A 2 node cluster running active/passive with SQL 2000 on Windows Server 2003 enterprise is encountering a problem with a fileshare not staying on line since one node had been patched.
Reluctant to patch other node due to problem with fileshare.
Events of interest are,
Event Type: Error
Event Source: Srv
Event Category: None
Event ID: 2011
Date: 11/02/2007
Time: 21:14:53
User: N/A
Computer: SERVER1
Description:
The server's configuration parameter "irpstacksize" is too small for the server to use a local device. Please increase the value of this parameter.
and,
Event Type: Error
Event Source: ClusSvc
Event Category: File Share Resource
Event ID: 1055
Date: 11/02/2007
Time: 21:14:53
User: N/A
Computer: SERVER1
Description:
Cluster File Share resource 'Share1' has failed a status check. The error code is 1130.

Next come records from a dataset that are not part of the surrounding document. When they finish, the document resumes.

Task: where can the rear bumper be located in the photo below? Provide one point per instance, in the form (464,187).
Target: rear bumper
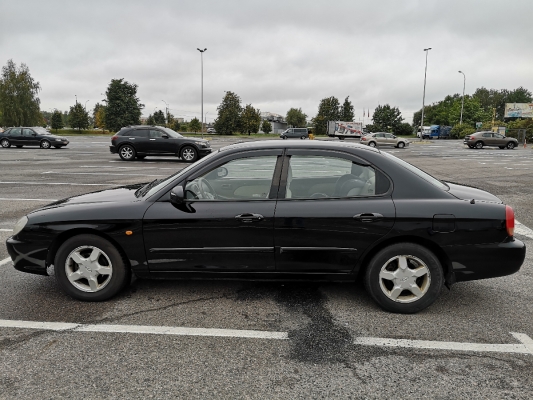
(27,257)
(486,260)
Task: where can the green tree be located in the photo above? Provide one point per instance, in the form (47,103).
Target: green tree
(250,119)
(346,111)
(228,120)
(123,106)
(78,117)
(19,104)
(195,125)
(296,118)
(387,118)
(159,117)
(328,110)
(266,126)
(56,120)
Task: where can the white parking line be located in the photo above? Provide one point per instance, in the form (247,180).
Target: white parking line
(9,198)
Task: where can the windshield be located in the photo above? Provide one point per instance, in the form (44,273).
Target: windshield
(171,133)
(157,185)
(417,171)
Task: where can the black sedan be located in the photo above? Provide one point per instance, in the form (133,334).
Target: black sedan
(140,141)
(31,136)
(278,210)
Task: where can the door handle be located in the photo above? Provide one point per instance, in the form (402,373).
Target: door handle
(249,217)
(368,217)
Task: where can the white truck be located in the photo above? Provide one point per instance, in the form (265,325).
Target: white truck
(342,129)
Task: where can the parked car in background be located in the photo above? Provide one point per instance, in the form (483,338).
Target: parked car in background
(31,136)
(295,133)
(378,139)
(278,210)
(486,138)
(140,141)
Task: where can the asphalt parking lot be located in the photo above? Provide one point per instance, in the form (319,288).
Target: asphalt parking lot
(195,339)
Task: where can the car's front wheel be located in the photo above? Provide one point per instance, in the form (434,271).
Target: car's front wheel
(404,278)
(89,268)
(189,154)
(127,152)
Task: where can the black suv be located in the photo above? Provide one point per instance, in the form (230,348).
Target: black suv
(141,141)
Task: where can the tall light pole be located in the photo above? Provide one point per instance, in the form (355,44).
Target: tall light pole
(202,69)
(424,95)
(463,98)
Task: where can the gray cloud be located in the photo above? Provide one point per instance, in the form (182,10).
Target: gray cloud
(275,55)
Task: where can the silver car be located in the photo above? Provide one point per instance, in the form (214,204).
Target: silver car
(384,139)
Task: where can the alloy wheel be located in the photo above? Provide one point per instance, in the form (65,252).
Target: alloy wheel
(88,269)
(404,279)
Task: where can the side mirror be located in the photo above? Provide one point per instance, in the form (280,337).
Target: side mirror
(177,196)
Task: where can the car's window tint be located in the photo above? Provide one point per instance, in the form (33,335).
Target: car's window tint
(247,178)
(139,133)
(316,177)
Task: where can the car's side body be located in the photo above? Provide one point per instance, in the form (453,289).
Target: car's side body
(31,136)
(303,237)
(479,140)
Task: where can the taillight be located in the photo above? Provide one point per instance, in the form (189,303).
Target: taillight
(509,220)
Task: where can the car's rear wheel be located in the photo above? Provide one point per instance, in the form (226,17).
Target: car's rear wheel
(189,154)
(89,268)
(127,152)
(404,278)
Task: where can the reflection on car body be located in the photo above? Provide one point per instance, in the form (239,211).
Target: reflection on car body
(278,210)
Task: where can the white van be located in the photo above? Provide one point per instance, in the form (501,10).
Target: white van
(295,133)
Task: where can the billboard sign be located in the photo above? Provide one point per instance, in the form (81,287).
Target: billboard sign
(518,110)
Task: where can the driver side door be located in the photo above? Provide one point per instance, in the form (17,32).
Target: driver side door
(226,223)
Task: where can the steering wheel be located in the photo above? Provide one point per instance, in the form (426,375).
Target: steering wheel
(206,190)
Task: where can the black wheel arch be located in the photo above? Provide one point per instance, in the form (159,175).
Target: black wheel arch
(444,260)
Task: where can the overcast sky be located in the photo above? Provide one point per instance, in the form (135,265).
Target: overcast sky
(274,54)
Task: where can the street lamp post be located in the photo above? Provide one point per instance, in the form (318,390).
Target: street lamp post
(202,70)
(463,98)
(424,95)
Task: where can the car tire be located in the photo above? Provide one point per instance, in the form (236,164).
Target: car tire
(85,281)
(127,152)
(189,154)
(419,270)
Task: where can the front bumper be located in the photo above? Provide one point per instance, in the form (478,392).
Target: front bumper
(27,257)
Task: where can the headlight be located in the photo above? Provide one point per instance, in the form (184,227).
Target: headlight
(19,226)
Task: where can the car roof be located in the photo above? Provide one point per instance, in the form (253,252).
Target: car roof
(300,144)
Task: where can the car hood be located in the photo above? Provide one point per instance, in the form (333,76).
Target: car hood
(470,193)
(121,195)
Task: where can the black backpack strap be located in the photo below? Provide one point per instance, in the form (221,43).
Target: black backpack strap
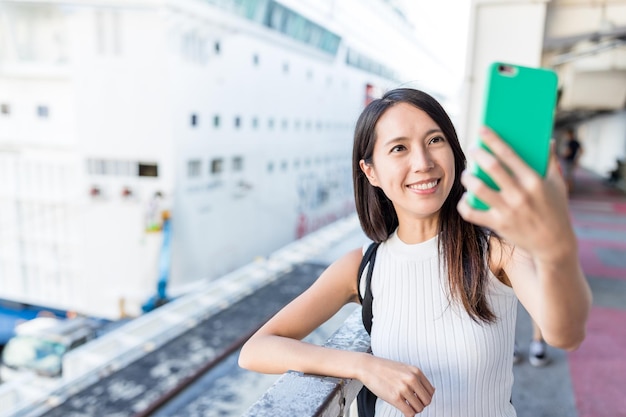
(366,300)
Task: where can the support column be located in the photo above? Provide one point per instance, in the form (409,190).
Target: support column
(499,30)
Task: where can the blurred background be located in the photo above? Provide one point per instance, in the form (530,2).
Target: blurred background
(150,148)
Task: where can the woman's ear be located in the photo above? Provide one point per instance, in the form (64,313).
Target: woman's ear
(369,172)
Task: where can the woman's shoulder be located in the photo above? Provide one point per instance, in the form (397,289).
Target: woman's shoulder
(500,255)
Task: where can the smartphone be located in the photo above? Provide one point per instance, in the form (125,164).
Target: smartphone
(519,106)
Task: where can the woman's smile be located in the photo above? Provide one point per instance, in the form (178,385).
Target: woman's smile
(424,187)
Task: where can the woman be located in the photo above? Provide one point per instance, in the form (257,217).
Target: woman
(445,287)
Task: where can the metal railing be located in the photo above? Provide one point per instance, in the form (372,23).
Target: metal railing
(30,396)
(302,395)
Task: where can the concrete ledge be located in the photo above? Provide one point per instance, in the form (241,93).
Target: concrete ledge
(297,394)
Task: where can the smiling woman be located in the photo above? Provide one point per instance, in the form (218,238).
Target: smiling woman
(445,290)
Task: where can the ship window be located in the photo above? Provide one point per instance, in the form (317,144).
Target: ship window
(237,163)
(217,165)
(194,168)
(148,170)
(42,111)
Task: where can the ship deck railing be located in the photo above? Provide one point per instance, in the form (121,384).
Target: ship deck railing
(303,395)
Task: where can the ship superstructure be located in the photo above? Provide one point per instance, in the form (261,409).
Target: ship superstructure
(233,119)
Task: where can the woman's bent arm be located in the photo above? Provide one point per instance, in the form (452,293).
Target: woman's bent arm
(277,346)
(540,252)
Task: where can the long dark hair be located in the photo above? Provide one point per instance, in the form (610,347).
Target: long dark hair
(465,246)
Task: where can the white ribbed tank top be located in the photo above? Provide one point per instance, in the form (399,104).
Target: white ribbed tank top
(469,364)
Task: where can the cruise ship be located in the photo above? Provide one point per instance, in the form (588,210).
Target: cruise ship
(156,144)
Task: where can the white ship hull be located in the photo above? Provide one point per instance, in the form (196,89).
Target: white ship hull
(221,108)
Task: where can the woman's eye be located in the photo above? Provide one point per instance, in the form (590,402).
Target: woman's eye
(437,139)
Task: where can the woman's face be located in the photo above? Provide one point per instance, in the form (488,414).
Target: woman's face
(412,162)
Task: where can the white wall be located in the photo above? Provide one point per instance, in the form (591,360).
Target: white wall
(604,141)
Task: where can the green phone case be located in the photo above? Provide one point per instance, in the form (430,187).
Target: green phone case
(519,106)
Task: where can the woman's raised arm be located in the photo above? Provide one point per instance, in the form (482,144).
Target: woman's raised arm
(540,250)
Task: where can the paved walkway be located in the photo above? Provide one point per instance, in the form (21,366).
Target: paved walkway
(590,381)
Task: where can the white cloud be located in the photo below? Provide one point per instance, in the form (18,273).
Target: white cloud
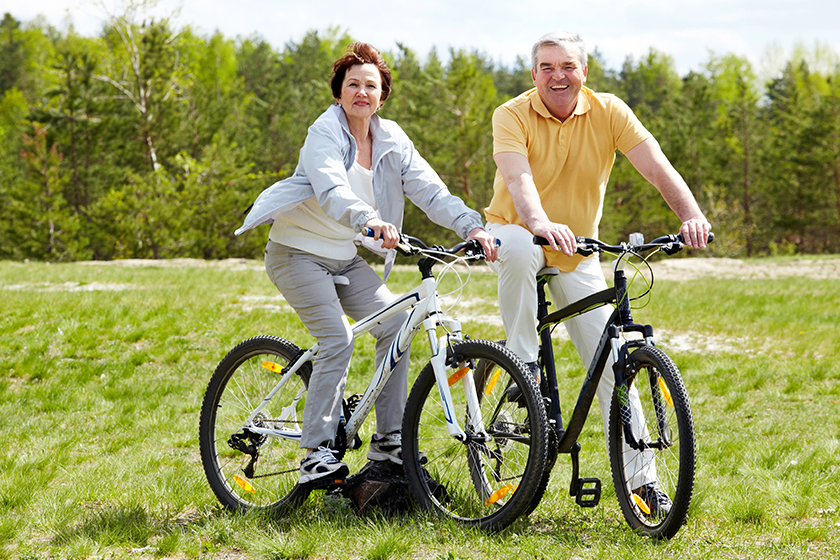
(686,30)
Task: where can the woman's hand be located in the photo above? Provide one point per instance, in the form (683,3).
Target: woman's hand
(389,233)
(487,242)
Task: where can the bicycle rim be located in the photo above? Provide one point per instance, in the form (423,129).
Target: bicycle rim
(668,425)
(247,470)
(485,484)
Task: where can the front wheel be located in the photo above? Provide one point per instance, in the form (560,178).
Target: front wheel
(489,480)
(247,469)
(654,485)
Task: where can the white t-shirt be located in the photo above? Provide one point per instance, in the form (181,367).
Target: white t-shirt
(309,229)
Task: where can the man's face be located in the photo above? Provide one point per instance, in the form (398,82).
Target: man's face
(559,76)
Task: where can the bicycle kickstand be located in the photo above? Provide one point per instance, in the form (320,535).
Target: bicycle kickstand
(587,491)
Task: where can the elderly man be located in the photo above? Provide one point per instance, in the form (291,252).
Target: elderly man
(554,146)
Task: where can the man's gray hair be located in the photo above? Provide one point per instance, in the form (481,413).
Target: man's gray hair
(559,40)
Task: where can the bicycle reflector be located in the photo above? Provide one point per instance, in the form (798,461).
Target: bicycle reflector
(492,382)
(642,504)
(271,366)
(666,394)
(244,484)
(458,375)
(499,494)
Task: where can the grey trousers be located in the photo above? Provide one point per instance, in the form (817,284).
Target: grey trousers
(306,281)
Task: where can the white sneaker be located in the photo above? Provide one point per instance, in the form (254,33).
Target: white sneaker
(319,464)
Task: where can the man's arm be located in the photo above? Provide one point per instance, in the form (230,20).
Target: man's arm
(648,159)
(516,172)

Used information in Microsoft article,
http://support.microsoft.com/kb/285089
(increasing irpstacksize), this did not help.
It seems that the share is not coming online on NODE 1 and is failing with error 1130. clussvc is trying to restart it three times and failing to come online successfully, it initiates the failback operation.

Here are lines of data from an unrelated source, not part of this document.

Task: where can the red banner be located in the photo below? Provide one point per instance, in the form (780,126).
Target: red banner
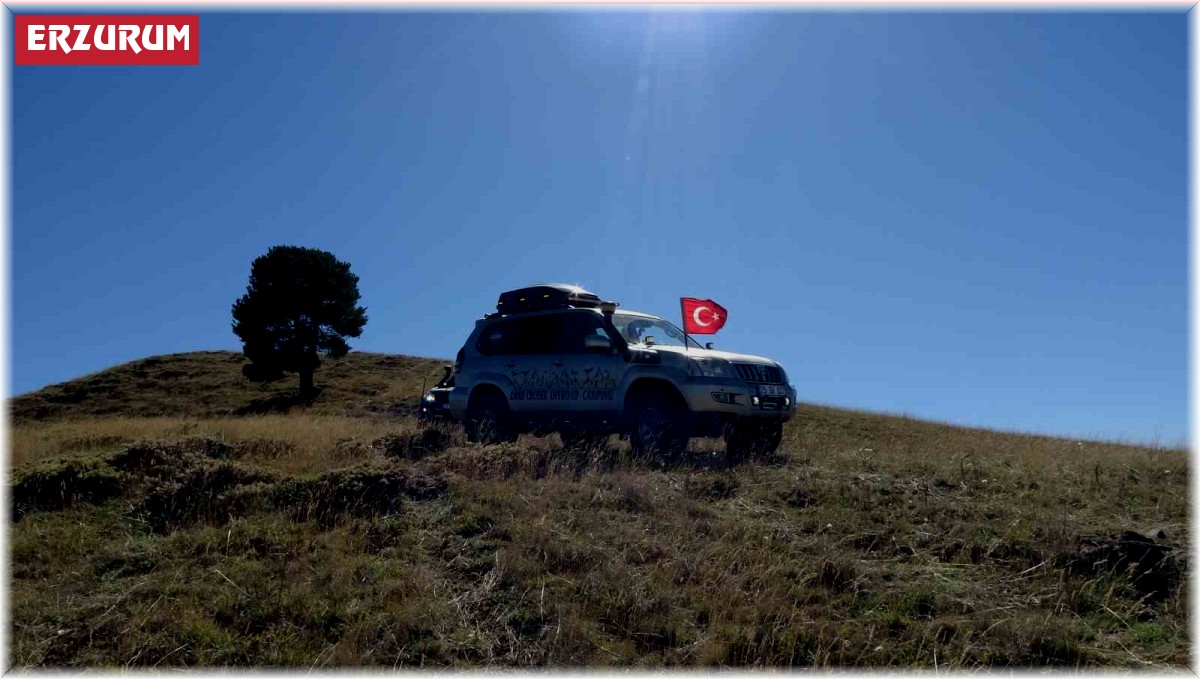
(107,40)
(702,317)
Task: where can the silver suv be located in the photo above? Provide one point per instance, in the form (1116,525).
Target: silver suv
(556,358)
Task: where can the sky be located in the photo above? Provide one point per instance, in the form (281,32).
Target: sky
(977,217)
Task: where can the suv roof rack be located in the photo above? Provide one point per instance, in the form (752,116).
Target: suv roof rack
(545,296)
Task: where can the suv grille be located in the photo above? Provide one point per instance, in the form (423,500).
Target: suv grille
(757,373)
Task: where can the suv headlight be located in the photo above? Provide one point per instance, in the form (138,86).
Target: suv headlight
(714,367)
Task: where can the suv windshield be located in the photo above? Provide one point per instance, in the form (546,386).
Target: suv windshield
(635,329)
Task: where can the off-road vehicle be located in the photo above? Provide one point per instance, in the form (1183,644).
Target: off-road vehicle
(557,358)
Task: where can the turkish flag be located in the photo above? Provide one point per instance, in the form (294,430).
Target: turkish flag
(702,317)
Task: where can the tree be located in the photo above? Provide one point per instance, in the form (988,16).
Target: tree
(300,302)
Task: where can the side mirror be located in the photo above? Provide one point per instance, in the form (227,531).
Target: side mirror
(597,343)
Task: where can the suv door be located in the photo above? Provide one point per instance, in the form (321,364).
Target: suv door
(589,378)
(531,367)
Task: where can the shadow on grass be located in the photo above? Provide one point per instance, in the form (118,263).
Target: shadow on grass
(279,403)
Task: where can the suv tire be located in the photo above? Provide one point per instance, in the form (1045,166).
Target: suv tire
(658,425)
(753,439)
(490,420)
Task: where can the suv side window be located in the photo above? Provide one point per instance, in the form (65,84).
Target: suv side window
(575,328)
(539,332)
(521,336)
(499,338)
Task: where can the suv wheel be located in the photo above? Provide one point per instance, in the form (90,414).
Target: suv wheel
(749,438)
(658,425)
(489,420)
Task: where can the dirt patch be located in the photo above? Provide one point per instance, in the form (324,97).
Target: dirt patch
(414,445)
(1152,568)
(366,490)
(61,484)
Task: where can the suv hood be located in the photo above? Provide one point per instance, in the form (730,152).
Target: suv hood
(715,354)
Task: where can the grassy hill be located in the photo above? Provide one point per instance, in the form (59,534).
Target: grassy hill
(205,384)
(168,512)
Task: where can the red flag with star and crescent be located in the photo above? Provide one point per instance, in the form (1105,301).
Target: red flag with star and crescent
(702,317)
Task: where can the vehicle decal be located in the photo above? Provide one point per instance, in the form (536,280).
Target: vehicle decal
(563,384)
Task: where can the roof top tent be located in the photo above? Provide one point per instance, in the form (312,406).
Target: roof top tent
(546,296)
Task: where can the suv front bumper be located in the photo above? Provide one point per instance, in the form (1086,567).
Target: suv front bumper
(738,398)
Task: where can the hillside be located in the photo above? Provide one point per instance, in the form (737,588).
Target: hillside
(168,512)
(205,384)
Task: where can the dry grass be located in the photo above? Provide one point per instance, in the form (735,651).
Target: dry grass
(295,444)
(868,541)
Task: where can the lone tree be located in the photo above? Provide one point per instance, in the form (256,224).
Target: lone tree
(300,302)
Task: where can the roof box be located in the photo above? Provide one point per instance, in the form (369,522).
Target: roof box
(546,296)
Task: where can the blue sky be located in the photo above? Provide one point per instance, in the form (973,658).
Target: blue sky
(972,216)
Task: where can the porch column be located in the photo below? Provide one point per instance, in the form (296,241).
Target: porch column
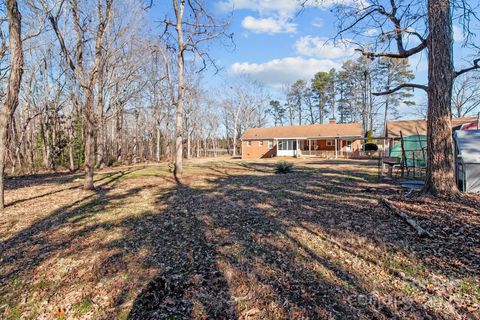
(336,149)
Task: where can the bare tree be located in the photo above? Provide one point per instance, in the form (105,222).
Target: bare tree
(430,24)
(10,103)
(194,27)
(78,65)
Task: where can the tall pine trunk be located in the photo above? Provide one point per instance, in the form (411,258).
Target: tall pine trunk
(440,165)
(13,86)
(89,141)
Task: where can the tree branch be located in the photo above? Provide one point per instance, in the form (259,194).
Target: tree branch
(476,65)
(405,85)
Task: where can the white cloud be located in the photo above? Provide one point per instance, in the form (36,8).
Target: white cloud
(274,14)
(318,22)
(278,72)
(286,7)
(371,32)
(268,25)
(264,7)
(322,48)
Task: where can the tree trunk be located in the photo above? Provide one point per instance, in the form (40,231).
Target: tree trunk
(13,86)
(178,171)
(159,144)
(89,141)
(440,164)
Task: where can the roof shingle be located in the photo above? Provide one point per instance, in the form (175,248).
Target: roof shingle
(328,130)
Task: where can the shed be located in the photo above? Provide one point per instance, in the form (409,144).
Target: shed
(467,160)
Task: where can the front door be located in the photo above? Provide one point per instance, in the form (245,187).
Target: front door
(286,147)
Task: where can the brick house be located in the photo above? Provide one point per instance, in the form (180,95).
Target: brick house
(327,140)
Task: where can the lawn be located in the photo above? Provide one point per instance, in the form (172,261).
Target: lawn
(234,241)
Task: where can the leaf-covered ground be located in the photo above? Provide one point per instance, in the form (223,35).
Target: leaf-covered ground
(235,241)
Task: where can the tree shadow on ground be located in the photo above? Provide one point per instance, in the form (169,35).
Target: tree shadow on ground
(240,246)
(28,248)
(244,228)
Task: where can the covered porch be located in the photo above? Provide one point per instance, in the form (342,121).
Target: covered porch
(325,147)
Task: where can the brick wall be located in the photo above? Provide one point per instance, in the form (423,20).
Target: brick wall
(257,151)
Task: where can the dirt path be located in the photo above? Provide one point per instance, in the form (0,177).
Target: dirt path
(236,241)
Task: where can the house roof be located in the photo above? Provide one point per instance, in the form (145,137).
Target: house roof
(328,130)
(414,127)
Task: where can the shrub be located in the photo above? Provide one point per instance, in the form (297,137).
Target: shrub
(283,167)
(371,147)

Initiated Failback of SQL group back to the Node 2 as share is configured to "AFFECT GROUP"
==================================================================================================================================
000006ec.000009a8::{2007/03/18 20:15:55.579} WARN [FM] Group failure for group . Create thread to take offline and move.
000006ec.000009a8::{2007/03/18 20:15:55.579} INFO [FM] FmpHandleGroupFailure, Exit: Group failure for {SQL Group, type = Group}...
=================================================================================================================
Suggestions:
+++ Shutdown both the nodes and power on Node 1 only, and check if all resources including "Thesis File Share" is coming online successfully.
+++ And if it comes online successfully, then make the following changes in registry on both the nodes.
HKEY_LOCAL_MACHINE\SYSTEM\CurrentControlSet\Services\lanmanserver\parameters\MaxFreeConnections (REG_DWORD Decimal 2000)
HKEY_LOCAL_MACHINE\SYSTEM\CurrentControlSet\Services\lanmanserver\parameters\MinFreeConnections (REG_DWORD Decimal 200)
HKEY_LOCAL_MACHINE\SYSTEM\CurrentControlSet\Services\lanmanserver\parameters\MaxWorkItems (REG_DWORD Decimal 12000
HKEY_LOCAL_MACHINE\SYSTEM\CurrentControlSet\Services\lanmanserver\parameters\IRPStackSize (REG_DWORD Decimal 30)
This fixed the issue.
THE INFORMATION IN THIS DOCUMENT IS PROVIDED ON AN AS-IS BASIS WITHOUT WARRANTY OF ANY KIND. PROVIDER SPECIFICALLY DISCLAIMS ANY OTHER WARRANTY, EXPRESS OR IMPLIED, INCLUDING ANY WARRANTY OF MERCHANTABILITY OR FITNESS FOR A PARTICULAR PURPOSE. IN NO EVENT SHALL PROVIDER BE LIABLE FOR ANY CONSEQUENTIAL, INDIRECT, SPECIAL OR INCIDENTAL DAMAGES, EVEN IF PROVIDER HAS BEEN ADVISED BY USER OF THE POSSIBILITY OF SUCH POTENTIAL LOSS OR DAMAGE. USER AGREES TO HOLD PROVIDER HARMLESS FROM AND AGAINST ANY AND ALL CLAIMS, LOSSES, LIABILITIES AND EXPENSES.